Vente d’un terrain à bâtir inconstructible : vice du consentement ou vice caché ?
- Céline LAURENT
- 19 mars 2016
- 3 min de lecture

Lorsque la vente d’un terrain à bâtir est remise en question par une décision administrative qui lui est postérieure, déclarant le terrain concerné inconstructible, se pose la question du fondement juridique de la demande en résolution ou en annulation du contrat de vente qui est introduite par les acquéreurs.
La jurisprudence de la Cour de cassation se révèle assez fluctuante, et évolue vers une sévérité accrue à l’égard des acquéreurs.
Dans cette première espèce, un terrain à bâtir a été acquis, par la SCI LES COLONNADES, par acte authentique du 21 octobre 2004, à la SCI LES BERGES DE LA ROSE.

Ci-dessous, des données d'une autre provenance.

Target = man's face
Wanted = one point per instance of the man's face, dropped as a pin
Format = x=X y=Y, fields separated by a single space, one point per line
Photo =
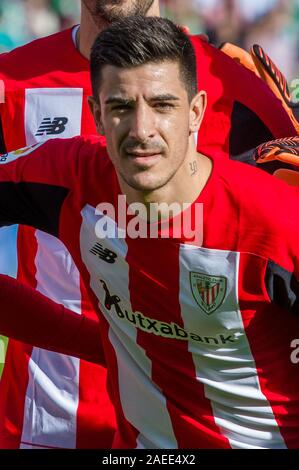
x=147 y=119
x=113 y=10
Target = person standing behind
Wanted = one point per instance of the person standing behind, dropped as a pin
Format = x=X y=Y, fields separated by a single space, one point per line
x=48 y=400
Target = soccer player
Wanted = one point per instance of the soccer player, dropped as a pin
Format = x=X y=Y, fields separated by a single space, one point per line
x=196 y=335
x=47 y=400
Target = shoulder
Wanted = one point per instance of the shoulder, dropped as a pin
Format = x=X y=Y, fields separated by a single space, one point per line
x=267 y=210
x=15 y=64
x=232 y=83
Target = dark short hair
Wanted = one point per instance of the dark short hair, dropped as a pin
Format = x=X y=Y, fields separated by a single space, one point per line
x=138 y=40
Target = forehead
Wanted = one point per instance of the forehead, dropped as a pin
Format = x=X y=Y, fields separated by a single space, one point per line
x=148 y=79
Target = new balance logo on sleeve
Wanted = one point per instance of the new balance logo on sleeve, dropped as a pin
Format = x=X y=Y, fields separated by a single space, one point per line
x=103 y=253
x=48 y=127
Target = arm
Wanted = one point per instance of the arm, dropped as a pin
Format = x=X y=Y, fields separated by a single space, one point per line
x=35 y=182
x=30 y=317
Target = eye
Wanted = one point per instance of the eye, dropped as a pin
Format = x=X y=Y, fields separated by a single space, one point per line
x=120 y=107
x=163 y=105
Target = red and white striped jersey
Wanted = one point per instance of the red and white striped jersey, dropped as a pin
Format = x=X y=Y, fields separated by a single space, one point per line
x=47 y=399
x=197 y=338
x=50 y=400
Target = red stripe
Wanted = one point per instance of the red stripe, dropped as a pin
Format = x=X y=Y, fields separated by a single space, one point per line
x=95 y=416
x=156 y=295
x=270 y=336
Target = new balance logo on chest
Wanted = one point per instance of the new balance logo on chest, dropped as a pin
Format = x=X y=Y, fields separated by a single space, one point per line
x=52 y=127
x=52 y=113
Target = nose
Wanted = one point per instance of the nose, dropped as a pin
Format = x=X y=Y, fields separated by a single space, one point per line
x=142 y=126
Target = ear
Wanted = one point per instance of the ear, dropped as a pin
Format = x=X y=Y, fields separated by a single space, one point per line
x=95 y=109
x=197 y=110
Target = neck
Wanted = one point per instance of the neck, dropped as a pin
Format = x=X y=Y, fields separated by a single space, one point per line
x=89 y=29
x=183 y=189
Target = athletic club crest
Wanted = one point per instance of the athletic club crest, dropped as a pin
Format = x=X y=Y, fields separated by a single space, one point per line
x=208 y=291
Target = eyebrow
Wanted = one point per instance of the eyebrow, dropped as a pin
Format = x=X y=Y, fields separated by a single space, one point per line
x=162 y=97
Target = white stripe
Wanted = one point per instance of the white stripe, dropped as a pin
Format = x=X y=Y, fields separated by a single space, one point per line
x=143 y=404
x=227 y=370
x=52 y=394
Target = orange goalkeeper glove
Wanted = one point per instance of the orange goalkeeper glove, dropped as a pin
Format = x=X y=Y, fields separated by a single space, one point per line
x=285 y=150
x=260 y=63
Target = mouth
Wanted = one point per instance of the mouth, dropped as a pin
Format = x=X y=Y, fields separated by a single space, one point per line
x=144 y=158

En date du 18 avril 2005, le Maire de la commune a refusé de délivrer un permis de construire à la SCI LES COLONNADES dans la mesure où le terrain était sujet à un risque d’inondations, ce qui fût confirmé par la Direction Départementale de l’Equipement .
Le 11 juin 2008, la SCI acheteuse assigne la SCI venderesse à titre principal sur le fondement de l’erreur et, à titre subsidiaire pour vices cachés.
L’erreur porte le plus souvent sur les qualités substantielles de la chose, dans ces conditions elle doit porter sur un des éléments du contrat qui a été déterminant dans l’engagement de l’acquéreur.
Par le passé, la Cour de Cassation avait considéré comme qualité substantielle le caractère constructible d’un terrain à bâtir (3ème Chambre civile – 21 juin 1995). En l’occurrence, par cet arrêt la Cour avait adopté cette solution même si l’inconstructibilité n’était révélée qu’ultérieurement à l’acte de vente.
La Cour de Cassation n’a pas fondé sa décision sur l’erreur substantielle relative à la qualité constructible du terrain mais a fait droit à la demande de la SCI acheteuse en se fondant sur la garantie des vices cachés (Cour de Cassation, 3ème Chambre Civile – 20 mai 2014) « Le vendeur est tenu de la garantie à raison des défauts cachés de la chose vendue qui la rendent impropre à l’usage auquel on la destine, ou qui diminuent tellement cet usage que l’acheteur ne l’aurait pas acquise, ou n’en aurait donné qu’un moindre prix, s’il les avait connus ».
La jurisprudence est abondante quant aux exemples de vices cachés (risque d’inondation dans un sous-sol, l’instabilité géologique du terrain …) et il convient de rappeler qu’elle opère une distinction pour le jeu de cette garantie entre l’acquéreur non-professionnel et l’acquéreur professionnel, ce dernier étant présumé connaître le vice, sauf preuve du dol du vendeur ou caractère indécelable du vice.
Dans cette seconde affaire, postérieure et jugée par la même chambre, un couple avait acheté un terrain, pour y construire une maison. Un certificat d’urbanisme annexé à l’acte de vente, précisait que le terrain était partiellement constructible car partiellement inondable. Deux mois plus tard, le terrain était cependant classé intégralement en zone inconstructible et le permis de construire fut donc refusé à l’acquéreur qui décida alors de demander la résolution de la vente sur le terrain de la garantie des vices cachés et, subsidiairement, à son annulation sur le fondement de l’erreur sur la qualité substantielle du fait de l’inconstructibilité étendue à la totalité du terrain.
La Cour de cassation ne retient pas la garantie des vices caché estimant qu’au jour de la vente, le terrain était partiellement constructible et donc que la preuve du caractère inconstructible à la date de signature de la vente n’était pas rapporté.
Mais elle écarte également l’erreur sur la qualité substantielle en jugeant que le couple n’avait pu « ignorer l’enquête publique » et avait en outre accepté d’acquérir en toute connaissance de cause un terrain partiellement inondable... et donc partiellement inconstructible.
Qu’il ne pouvait enfin invoquer une décision administrative postérieure à la vente classant le terrain intégralement en zone inconstructible, « l’extension de l’inconstructibilité à toute la surface du terrain, et le refus du permis de construire, n’étant pas inéluctables au jour de la vente. » (Cour de Cassation, 3ème Chambre Civile – 13 novembre 2014).